Das von Krömer exemplarisch geübte Verfahren wäre auch auf die erzählenden, scheinbar tatsächlich autobiographischen Werke anzuwenden - so auf die "Afrikanischen Spiele", die entsprechenden Kapitel in "Annäherungen" oder den "Subtilen Jagden", die Reisetagebücher oder "Siebzig verweht I - V". Fakten und Fiktion gehen hier ebenfalls ein mehrschichtiges Verhältnis ein, und dies entging dem kundigen Leser nicht. 
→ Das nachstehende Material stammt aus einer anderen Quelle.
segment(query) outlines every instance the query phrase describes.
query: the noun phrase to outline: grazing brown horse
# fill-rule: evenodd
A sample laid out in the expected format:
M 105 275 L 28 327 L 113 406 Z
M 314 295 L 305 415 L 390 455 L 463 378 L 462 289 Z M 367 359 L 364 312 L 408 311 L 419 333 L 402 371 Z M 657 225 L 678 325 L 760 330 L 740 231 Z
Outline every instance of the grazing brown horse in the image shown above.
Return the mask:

Krömer beruft sich zu Recht auf Tobias Wimbauers vorzügliches "Personenregister der Tagebücher Ernst Jüngers" (zweite Auflage 2003). Wimbauer hatte dort die "Doctoresse" mitsamt den anderen Decknamen entschlüsselt und anschließend die Vermittlung der Schriftstellerin Umm-el-Banine und Gretha Jüngers Reaktion beschrieben ("Kelche sind Körper". In: Anarch im Widerspruch, Schnellroda 2004). Man braucht kein Psychoanalytiker zu sein, um Ernst Jüngers Erkrankung im Herbst 1942 und Gretha Jüngers frühe und tödliche Krankheit mit alledem in Verbindung zu bringen; ihre Erinnerungen (Gretha von Jeinsen, "Silhouetten. Eigenwillige Betrachtungen", Pfullingen 1955) verdienten eine Neuauflage. Anhand der von Krömer herangezogenen Pariser Tagebücher, aber auch der "Gärten und Straßen" (den Diarien der Jahre 1939 und 1940) konnte man immer schon erkennen, daß und wie der Autor entschlossen formt und ebendadurch Hinweise erzeugt, die auf Probleme wie die Verbindung mit der Pariser Kinderärztin Sophie Ravoux schließen ließen. Krömer spricht ferner das "wohl berühmteste Jünger-Notat" vom 27. Mai 1944 (nicht 1941) an. Wimbauer verglich in dem genannten Aufsatz die in öffentlichen und amtlichen Verlautbarungen festgehaltenen Fakten mit Jüngers Text und scheint beweisen zu können, daß dieser im zweiten Teil nachträglich fingiert sei, das heißt die Tatsachen bewußt und stilgerecht überschreite. Allerdings ist der Originaleintrag offensichtlich in einem Zuge geschrieben. Die Handschrift läßt keine Pause erkennen zwischen der Schilderung des ersten und zweiten Bombenagriffs auf Paris und dem Satz "... hielt ich ein Glas Burgunder, in dem Erdbeeren schwammen, in der Hand". Das wäre noch zu klären - anhand des Originals, das im Ernst-Jünger-Nachlaß im Deutschen Literaturarchiv in Marbach liegt, oder bequemer mit dem herrlichen Band "Dichterhandschriften von Martin Luther bis Sarah Kirsch", den Jochen Meyer 2003 bei Reclam herausbrachte. Viele der dort faksimilierten und erläuterten Manuskripte waren übrigens in der F.A.Z. 2003 innerhalb der Reihe "Wir vom Archiv" vorgestellt worden. Die von alldem beflügelte Bewegung "ad fontes" kann man als Philologe nur begrüßen. Daß dies mit Takt und Achtung vor dem Menschlichen geschehen kann, dafür ist Krömers großer Aufsatz ein schönes Beispiel.